対談 CONVERSATION

パリパラリンピック 還暦アスリート伊藤智也が狙う金

HERO X 編集部

パリオリンピックに続き間もなく始まるパリパラリンピック。前回の東京パラリンピックのクラス分け判定でまさかのクラス替えを余儀なくされた伊藤智也選手(バイエル薬品所属)が、本来のクラスであるT52に戻ることが決まった。還暦を迎えた伊藤選手が本来の土俵で目指すのはもちろん金メダル。開幕直前の伊藤選手に編集長杉原行里が話しを聞いた。

覆ったクラス分け判定

杉原:まずは、出場決定おめでとうございます。

伊藤:ありがとうございます。

杉原:調子は順調ですか?

伊藤:かなりいいです。先日の練習では風が結構強かったのですが、それでもいいタイムが出せました。

杉原:東京パラリンピックの時、試合前に行なわれたクラス分け判定で障害度の一つ軽いT53だと判定された時は我々はあまり心境を語らずにきたのですが、まさか、パリパラリンピックで再び元のT52に戻れるなんて、本当にビックリしました。

 

伊藤:僕も驚きました。まずこのクラス分け判定が分からない読者さんもいると思うので少し説明させてもらうと、パラリンピックは障がいの度合いによってクラスが分けられています。これはさまざまな障がいのある選手が競い合うパラリンピック独自のルールで、公平に戦うために設けられている制度です。僕が東京パラリンピックまで出場してきたのはT52というクラスでした。陸上競技の場合、Tはトラック、50番台は車いす競技を示しています。クラスは番号が小さいほど障がい度合いが重くなりますが、東京パラのクラス分け判定で、ずっと競技してきたT52ではなく、一つ障がい度の軽いT53と言われたんです。

杉原:連絡をもらった時は「えっ」て思いましたよ。よく分からなくて、涙もでなかったけど、言葉が出てこなくて、なんかやけにお互いに冷静だったよね。一つクラスが変わるだけで、高校生と小学生くらいの差があるのに、そこで戦わなければならなくなった。クラスが変わって、走ることもできないかもという中で、いろいろと交渉してくれて、なんとかT53で走るチャンスをもらったおっちゃん(伊藤選手)は本番、スタートからびっくりするくらいスピード出して走ってくれましたよね。

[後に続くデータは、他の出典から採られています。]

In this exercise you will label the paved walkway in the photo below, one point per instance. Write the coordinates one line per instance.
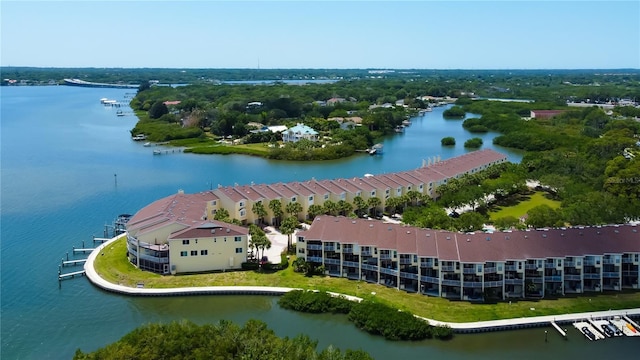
(478, 326)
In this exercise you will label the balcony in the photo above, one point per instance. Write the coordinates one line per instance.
(350, 264)
(611, 275)
(332, 261)
(472, 284)
(451, 282)
(409, 275)
(369, 267)
(429, 279)
(389, 271)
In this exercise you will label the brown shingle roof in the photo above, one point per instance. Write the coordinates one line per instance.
(478, 247)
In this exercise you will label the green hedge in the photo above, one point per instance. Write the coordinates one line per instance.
(375, 318)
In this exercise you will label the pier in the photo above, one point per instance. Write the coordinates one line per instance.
(562, 332)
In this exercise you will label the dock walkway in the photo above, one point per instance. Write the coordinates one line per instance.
(470, 327)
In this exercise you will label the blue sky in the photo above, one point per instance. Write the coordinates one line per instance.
(322, 34)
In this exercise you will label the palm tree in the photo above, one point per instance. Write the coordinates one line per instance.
(414, 196)
(294, 209)
(344, 207)
(222, 215)
(288, 227)
(259, 211)
(276, 207)
(315, 210)
(330, 207)
(373, 203)
(393, 203)
(359, 204)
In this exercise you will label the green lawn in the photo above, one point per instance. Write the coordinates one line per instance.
(525, 203)
(113, 266)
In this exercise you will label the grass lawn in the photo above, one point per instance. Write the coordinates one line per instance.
(113, 266)
(524, 204)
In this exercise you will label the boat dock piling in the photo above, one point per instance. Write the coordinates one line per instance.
(70, 275)
(562, 332)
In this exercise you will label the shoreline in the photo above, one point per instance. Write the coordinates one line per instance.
(462, 327)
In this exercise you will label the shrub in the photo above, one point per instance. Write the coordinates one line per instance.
(473, 143)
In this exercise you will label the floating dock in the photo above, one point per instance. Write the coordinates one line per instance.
(562, 332)
(588, 330)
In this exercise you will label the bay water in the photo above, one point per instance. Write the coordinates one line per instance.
(68, 166)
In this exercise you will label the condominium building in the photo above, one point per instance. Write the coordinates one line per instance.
(475, 266)
(174, 235)
(239, 200)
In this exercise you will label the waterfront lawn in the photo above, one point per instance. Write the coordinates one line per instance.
(523, 205)
(114, 267)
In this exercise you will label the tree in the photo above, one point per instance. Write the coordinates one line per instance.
(294, 208)
(330, 207)
(448, 141)
(315, 210)
(157, 110)
(359, 204)
(473, 143)
(393, 203)
(344, 207)
(373, 203)
(276, 208)
(288, 227)
(222, 215)
(259, 211)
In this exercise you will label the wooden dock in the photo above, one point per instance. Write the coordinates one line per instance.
(562, 332)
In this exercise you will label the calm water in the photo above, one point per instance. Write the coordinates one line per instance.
(60, 150)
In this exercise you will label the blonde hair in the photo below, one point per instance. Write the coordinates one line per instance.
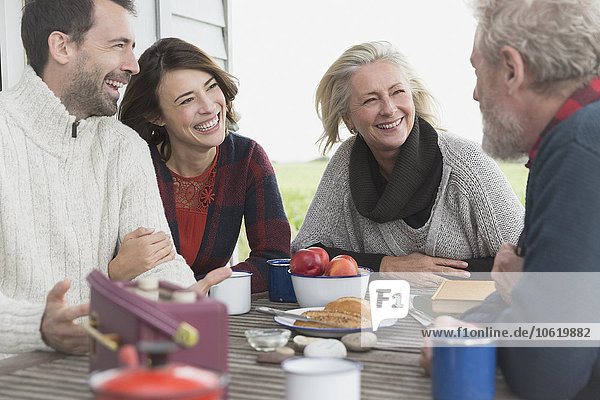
(333, 92)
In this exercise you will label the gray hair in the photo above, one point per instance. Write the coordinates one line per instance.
(559, 40)
(333, 92)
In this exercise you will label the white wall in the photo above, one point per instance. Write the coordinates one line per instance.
(13, 56)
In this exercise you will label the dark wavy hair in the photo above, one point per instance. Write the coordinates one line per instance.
(140, 102)
(42, 17)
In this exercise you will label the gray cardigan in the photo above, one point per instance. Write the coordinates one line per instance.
(475, 210)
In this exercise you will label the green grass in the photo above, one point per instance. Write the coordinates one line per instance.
(298, 183)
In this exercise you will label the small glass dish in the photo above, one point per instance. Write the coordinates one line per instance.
(267, 339)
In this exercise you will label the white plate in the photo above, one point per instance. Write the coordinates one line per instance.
(322, 332)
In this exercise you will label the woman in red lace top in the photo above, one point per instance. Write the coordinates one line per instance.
(181, 103)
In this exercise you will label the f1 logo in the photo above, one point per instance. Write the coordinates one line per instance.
(390, 299)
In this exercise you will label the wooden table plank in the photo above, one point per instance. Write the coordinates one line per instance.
(389, 371)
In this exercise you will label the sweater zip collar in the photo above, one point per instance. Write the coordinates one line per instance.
(74, 129)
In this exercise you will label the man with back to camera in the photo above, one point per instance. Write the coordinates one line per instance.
(75, 184)
(537, 64)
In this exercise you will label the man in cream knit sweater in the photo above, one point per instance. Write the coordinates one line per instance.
(73, 180)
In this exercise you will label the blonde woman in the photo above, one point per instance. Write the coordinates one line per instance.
(401, 195)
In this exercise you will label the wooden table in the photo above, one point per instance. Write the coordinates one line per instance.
(390, 371)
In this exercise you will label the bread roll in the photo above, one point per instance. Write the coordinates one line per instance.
(351, 304)
(350, 312)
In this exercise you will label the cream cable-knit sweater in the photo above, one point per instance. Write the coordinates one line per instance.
(65, 205)
(475, 210)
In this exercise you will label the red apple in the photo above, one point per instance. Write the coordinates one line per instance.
(347, 257)
(306, 262)
(322, 254)
(342, 265)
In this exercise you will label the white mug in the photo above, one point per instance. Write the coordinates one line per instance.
(322, 378)
(234, 292)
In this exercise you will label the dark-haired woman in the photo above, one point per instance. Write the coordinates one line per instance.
(209, 178)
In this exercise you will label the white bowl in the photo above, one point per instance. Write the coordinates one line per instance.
(318, 291)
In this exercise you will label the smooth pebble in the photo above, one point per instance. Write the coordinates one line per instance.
(285, 350)
(360, 341)
(273, 357)
(326, 348)
(302, 341)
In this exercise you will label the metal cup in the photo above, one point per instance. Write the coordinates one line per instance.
(280, 282)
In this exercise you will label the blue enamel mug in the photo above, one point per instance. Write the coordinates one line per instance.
(280, 282)
(463, 368)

伊藤:チームのみんなが作ってくれたマシンをなんとか1秒でも長くテレビに映して欲しいとおもって、画角に残ろうと頑張った。後半はもちろんもう力が残っていませんでしたけど(笑)

杉原:一度クラス分け判定でクラス変更になると元のクラスに戻るのはまず無いとその時も聞いていたので、T53ではタイム的に難しく、パリパラリンピックは選考の時点で落ちるなと思っていました。ところがなんと今回、元のT52クラスに戻ることができ、出場を手にした。連絡を受けた時は「どういうこと!?」と思いましたよ。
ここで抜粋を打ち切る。